Изменить стиль страницы
Психология i_016.jpg

Рис. 16

Иллюзии первого типа. Один из древнейших примеров этой иллюзии мы находим у Аристотеля. Скрестите два пальца и начните катать между ними горошину вставочку или какой-нибудь другой небольшой предмет. Он покажется двойным (рис. 16). Робертсон дал очень удачное объяснение этого явления. Он заметил: когда предмет соприкасается сначала с указательным, а затем со средним пальцем, оба соприкосновения, по-видимому, происходят в различных точках пространства. Прикосновение к указательному пальцу кажется выше, хотя палец на самом деле находится ниже; прикосновение к среднему — ниже, хотя палец в действительности выше. Те стороны пальцев, к которым мы прикасаемся в данном случае, при нормальном их положении не находятся в пространстве рядом и обыкновенно не касаются одного предмета; поэтому один предмет, касаясь их обоих, кажется находящимся в двух местах, т. е. кажется двумя различными предметами.

В зрительных ощущениях есть группа иллюзий, которые мы истолковываем согласно обычным приемам, хотя они вызваны необычными объектами. Таковы фигуры, видимые в стереоскопе. Каждый глаз видит в нем по картине, причем картины отличаются между собой весьма немногим; находящаяся против правого глаза представляет изображение предмета немного правее, находящаяся против левого — изображение того же предмета немного левее. Изображения, получаемые обоими глазами от телесных предметов, отличаются несходством именно такого рода, так что мы обычным путем реагируем на полученные впечатления и видим одно телесное изображение. Если переставить изображения, то мы получим полую форму предмета, ибо она дала бы глазу именно такие несходные изображения. С помощью псевдоскопа, прибора, изобретенного Уитстоном, мы имеем возможность глядеть на телесный предмет и в то же время видеть каждым глазом изображение, получаемое от предмета другим глазом. При этом мы воспринимаем телесный объект в виде вогнутой формы, но лишь в случае, если есть вероятие, что он на самом деле вогнутой формы.

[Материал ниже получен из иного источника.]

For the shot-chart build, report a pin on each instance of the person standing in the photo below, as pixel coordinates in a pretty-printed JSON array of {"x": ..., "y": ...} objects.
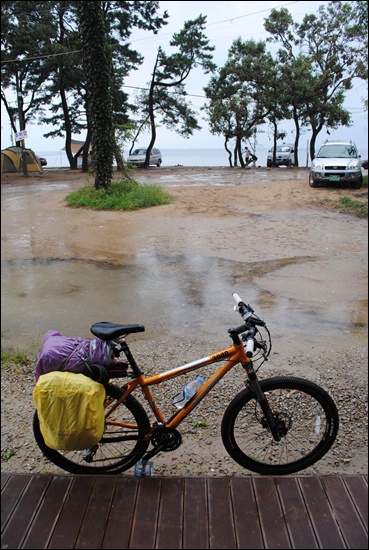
[{"x": 247, "y": 156}]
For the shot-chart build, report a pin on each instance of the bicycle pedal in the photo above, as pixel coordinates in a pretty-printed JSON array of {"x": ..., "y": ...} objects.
[{"x": 144, "y": 468}]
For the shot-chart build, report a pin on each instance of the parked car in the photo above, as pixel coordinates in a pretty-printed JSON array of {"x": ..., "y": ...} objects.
[
  {"x": 336, "y": 161},
  {"x": 139, "y": 155},
  {"x": 284, "y": 155},
  {"x": 42, "y": 161}
]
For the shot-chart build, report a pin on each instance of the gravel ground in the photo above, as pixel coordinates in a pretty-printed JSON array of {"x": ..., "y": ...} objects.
[{"x": 342, "y": 373}]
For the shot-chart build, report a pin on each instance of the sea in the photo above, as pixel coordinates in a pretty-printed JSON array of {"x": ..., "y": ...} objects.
[{"x": 185, "y": 157}]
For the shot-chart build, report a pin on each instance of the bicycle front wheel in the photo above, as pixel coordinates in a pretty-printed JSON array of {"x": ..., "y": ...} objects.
[
  {"x": 120, "y": 447},
  {"x": 306, "y": 418}
]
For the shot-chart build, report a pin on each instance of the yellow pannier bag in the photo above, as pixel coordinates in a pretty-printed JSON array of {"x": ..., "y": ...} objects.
[{"x": 70, "y": 408}]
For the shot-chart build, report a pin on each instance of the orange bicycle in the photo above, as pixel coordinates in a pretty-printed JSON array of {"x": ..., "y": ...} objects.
[{"x": 275, "y": 426}]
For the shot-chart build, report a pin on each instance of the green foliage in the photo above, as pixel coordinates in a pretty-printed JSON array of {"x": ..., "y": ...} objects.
[
  {"x": 14, "y": 358},
  {"x": 121, "y": 195},
  {"x": 357, "y": 208}
]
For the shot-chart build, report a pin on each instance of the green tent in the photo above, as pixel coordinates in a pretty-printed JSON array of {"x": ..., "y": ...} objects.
[{"x": 12, "y": 160}]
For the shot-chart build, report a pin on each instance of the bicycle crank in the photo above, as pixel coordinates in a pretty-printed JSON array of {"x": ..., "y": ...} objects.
[{"x": 168, "y": 439}]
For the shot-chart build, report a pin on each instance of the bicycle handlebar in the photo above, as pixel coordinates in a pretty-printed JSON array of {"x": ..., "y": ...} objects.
[
  {"x": 246, "y": 312},
  {"x": 251, "y": 321}
]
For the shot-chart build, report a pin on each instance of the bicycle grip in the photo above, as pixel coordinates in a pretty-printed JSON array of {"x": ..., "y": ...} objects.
[
  {"x": 236, "y": 298},
  {"x": 250, "y": 346}
]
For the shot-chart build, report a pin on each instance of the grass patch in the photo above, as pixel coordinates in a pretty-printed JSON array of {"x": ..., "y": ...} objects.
[
  {"x": 357, "y": 208},
  {"x": 14, "y": 359},
  {"x": 121, "y": 195},
  {"x": 349, "y": 205}
]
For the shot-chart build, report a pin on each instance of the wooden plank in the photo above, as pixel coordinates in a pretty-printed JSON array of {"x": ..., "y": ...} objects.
[
  {"x": 10, "y": 494},
  {"x": 170, "y": 520},
  {"x": 43, "y": 523},
  {"x": 271, "y": 517},
  {"x": 246, "y": 519},
  {"x": 221, "y": 526},
  {"x": 145, "y": 519},
  {"x": 195, "y": 514},
  {"x": 345, "y": 512},
  {"x": 324, "y": 523},
  {"x": 296, "y": 515},
  {"x": 118, "y": 528},
  {"x": 358, "y": 489},
  {"x": 70, "y": 519},
  {"x": 92, "y": 529},
  {"x": 24, "y": 512}
]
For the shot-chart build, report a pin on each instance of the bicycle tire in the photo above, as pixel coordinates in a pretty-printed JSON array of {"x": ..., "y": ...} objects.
[
  {"x": 118, "y": 449},
  {"x": 296, "y": 405}
]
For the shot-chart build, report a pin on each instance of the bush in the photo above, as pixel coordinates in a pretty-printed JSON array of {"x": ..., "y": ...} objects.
[{"x": 121, "y": 195}]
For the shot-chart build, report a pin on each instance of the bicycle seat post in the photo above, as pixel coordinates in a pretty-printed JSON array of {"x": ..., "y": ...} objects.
[{"x": 131, "y": 360}]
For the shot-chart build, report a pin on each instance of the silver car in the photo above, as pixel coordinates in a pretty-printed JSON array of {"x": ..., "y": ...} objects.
[
  {"x": 138, "y": 157},
  {"x": 336, "y": 161}
]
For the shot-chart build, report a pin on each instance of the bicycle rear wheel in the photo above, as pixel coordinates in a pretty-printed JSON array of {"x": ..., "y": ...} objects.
[
  {"x": 120, "y": 447},
  {"x": 305, "y": 414}
]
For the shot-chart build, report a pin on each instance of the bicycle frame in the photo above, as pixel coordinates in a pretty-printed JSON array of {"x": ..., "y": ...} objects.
[{"x": 234, "y": 354}]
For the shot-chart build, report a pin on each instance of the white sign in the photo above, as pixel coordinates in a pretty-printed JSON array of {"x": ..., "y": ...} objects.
[{"x": 21, "y": 135}]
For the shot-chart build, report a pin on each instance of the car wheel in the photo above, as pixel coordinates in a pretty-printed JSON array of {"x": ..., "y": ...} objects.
[
  {"x": 357, "y": 184},
  {"x": 312, "y": 182}
]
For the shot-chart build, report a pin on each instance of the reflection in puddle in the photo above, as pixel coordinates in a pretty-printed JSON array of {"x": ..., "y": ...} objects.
[{"x": 171, "y": 296}]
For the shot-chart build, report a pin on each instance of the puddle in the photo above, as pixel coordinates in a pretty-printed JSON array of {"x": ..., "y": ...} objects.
[
  {"x": 174, "y": 269},
  {"x": 172, "y": 296}
]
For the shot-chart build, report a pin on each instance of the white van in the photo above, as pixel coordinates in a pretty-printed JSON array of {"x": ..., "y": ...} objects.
[{"x": 285, "y": 155}]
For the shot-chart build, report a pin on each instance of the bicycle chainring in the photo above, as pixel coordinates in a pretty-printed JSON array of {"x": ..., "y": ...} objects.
[{"x": 170, "y": 438}]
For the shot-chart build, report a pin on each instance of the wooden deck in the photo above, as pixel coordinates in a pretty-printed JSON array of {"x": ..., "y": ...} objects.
[{"x": 65, "y": 511}]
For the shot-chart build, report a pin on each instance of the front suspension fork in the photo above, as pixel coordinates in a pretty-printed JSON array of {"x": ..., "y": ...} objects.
[{"x": 262, "y": 400}]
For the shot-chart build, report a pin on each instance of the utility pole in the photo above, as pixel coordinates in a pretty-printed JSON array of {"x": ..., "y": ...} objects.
[{"x": 21, "y": 120}]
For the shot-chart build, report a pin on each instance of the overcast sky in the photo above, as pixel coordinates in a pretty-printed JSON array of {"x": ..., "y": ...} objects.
[{"x": 226, "y": 21}]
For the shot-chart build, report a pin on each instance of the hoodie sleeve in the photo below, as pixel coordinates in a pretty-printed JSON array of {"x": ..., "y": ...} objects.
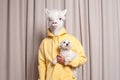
[
  {"x": 81, "y": 57},
  {"x": 41, "y": 63}
]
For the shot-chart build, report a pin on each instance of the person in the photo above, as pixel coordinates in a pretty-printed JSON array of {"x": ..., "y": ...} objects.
[{"x": 49, "y": 49}]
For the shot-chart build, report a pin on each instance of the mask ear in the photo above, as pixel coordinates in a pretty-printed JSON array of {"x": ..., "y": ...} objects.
[
  {"x": 64, "y": 12},
  {"x": 47, "y": 12}
]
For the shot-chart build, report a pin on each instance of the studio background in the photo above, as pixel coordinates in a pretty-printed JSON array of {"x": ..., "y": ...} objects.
[{"x": 23, "y": 24}]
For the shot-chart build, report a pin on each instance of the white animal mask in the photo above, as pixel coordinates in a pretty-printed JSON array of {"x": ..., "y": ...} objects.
[{"x": 56, "y": 20}]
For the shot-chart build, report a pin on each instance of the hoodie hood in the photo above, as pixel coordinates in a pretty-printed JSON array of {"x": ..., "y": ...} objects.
[{"x": 62, "y": 32}]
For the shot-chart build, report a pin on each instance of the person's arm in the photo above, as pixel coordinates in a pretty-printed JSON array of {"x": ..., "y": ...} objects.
[
  {"x": 81, "y": 57},
  {"x": 41, "y": 63}
]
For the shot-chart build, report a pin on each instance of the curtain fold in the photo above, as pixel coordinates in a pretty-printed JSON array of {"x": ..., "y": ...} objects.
[{"x": 23, "y": 25}]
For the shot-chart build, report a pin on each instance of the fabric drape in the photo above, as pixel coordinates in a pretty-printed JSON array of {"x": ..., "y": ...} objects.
[{"x": 23, "y": 24}]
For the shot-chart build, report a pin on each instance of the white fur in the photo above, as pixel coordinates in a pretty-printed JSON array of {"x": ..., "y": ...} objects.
[
  {"x": 58, "y": 17},
  {"x": 68, "y": 54}
]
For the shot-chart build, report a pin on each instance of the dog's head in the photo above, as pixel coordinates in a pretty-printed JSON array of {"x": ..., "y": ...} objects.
[
  {"x": 56, "y": 18},
  {"x": 65, "y": 45}
]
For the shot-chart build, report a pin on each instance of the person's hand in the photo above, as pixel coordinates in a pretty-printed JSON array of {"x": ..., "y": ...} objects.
[{"x": 60, "y": 59}]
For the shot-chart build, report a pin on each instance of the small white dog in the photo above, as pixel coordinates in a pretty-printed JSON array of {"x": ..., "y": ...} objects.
[{"x": 68, "y": 54}]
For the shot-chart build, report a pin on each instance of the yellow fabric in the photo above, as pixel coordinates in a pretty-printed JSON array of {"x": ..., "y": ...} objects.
[{"x": 49, "y": 49}]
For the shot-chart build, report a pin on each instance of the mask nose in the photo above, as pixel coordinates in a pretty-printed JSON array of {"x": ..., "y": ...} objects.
[
  {"x": 66, "y": 44},
  {"x": 54, "y": 22}
]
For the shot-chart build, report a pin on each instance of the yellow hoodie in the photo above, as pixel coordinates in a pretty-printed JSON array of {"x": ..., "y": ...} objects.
[{"x": 48, "y": 51}]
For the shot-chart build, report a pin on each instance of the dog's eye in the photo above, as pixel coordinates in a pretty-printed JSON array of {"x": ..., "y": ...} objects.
[
  {"x": 50, "y": 19},
  {"x": 60, "y": 18}
]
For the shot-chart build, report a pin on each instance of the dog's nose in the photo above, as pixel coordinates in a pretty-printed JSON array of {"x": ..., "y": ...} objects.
[
  {"x": 66, "y": 44},
  {"x": 54, "y": 22}
]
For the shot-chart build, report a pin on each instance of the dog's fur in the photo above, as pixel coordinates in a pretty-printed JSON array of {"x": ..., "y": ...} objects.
[
  {"x": 56, "y": 20},
  {"x": 68, "y": 54}
]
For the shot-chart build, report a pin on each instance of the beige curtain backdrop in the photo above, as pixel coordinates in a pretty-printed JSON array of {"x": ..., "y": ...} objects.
[{"x": 23, "y": 24}]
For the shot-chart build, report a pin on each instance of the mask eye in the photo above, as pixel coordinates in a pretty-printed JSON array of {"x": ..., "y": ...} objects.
[
  {"x": 50, "y": 19},
  {"x": 60, "y": 18}
]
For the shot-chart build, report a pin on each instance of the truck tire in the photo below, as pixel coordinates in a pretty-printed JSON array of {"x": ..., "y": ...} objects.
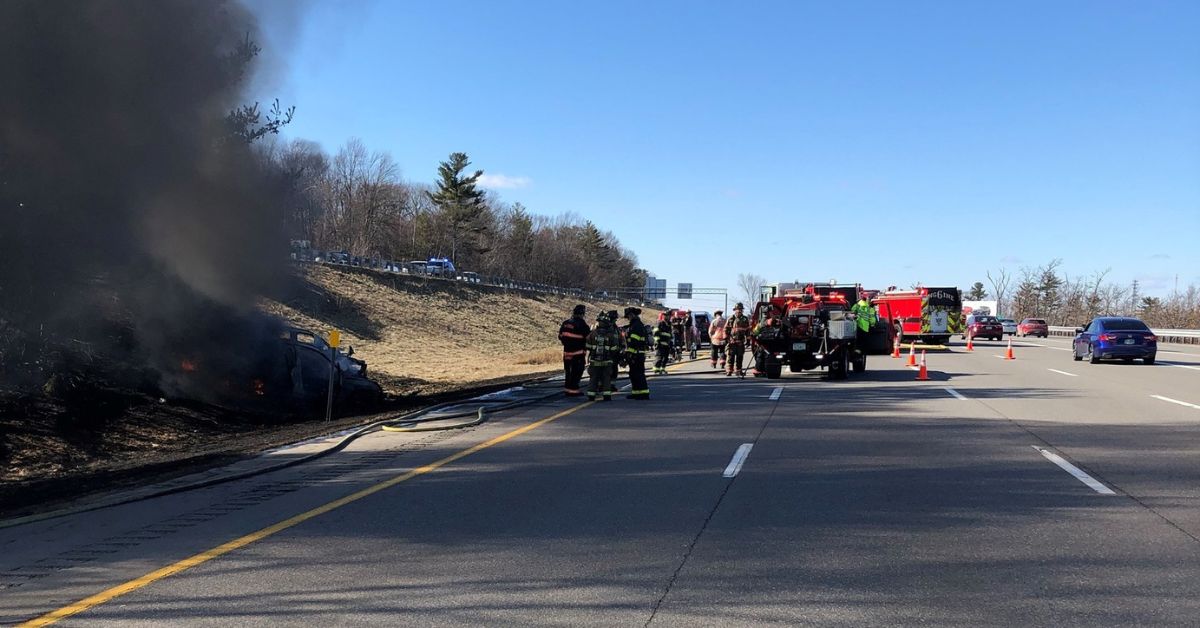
[{"x": 839, "y": 365}]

Таким образом, процесс восприятия остается верным закону: мы всегда реагируем на ощущение, если возможно, определенным способом, и изменение способа этого настолько вероятно, насколько вероятна наличность в данном случае соответствующего объекта. Например, человеческое лицо никогда не воспринимается в псевдоскопе в виде вдавленной формы, так как совмещение представления вогнутой формы и очертаний человеческого лица не входит совершенно в наши привычки. На том же основании легко превратить вогнутое изображение в выпуклое или раскрашенную соответствующим образом внутренность маски — в выпуклую поверхность.

Своеобразные иллюзии движения предметов получаются, когда глазные яблоки двигаются помимо нашей воли. Выше (глава VI) мы видели, что зрительное ощущение движения возникает первоначально благодаря движению изображения по сетчатке. Впрочем, в начале движения это не относится ни к внешнему объекту, ни к глазам. Такое определенное отнесение движения возникает позднее и подчиняется при своем развитии некоторым простым законам. Мы верим, что предмет двигается, а глаза неподвижны, всякий раз, испытывая на сетчатке ощущение движения. Благодаря этому у нас возникает зрительная иллюзия после быстрого вращения на одной ноге: нам кажется, что окружающие предметы продолжают вращаться вокруг нас в том же направлении, в каком за мгновение перед тем вращалось наше тело. Это объясняется тем, что глаза при таких условиях бывают возбуждены так называемым nystagmus (дрожание), в их орбитах возникает дрожание, которое можно наблюдать при головокружении после вращения у всякого человека. Так как эти дрожания бессознательны, то ощущения движения, вызываемые ими на сетчатке, относятся нами обыкновенно к внешнему объекту. Через несколько секунд вращение исчезает. Оно может быть прекращено, если мы произвольно сосредоточим глаза на какой-нибудь точке.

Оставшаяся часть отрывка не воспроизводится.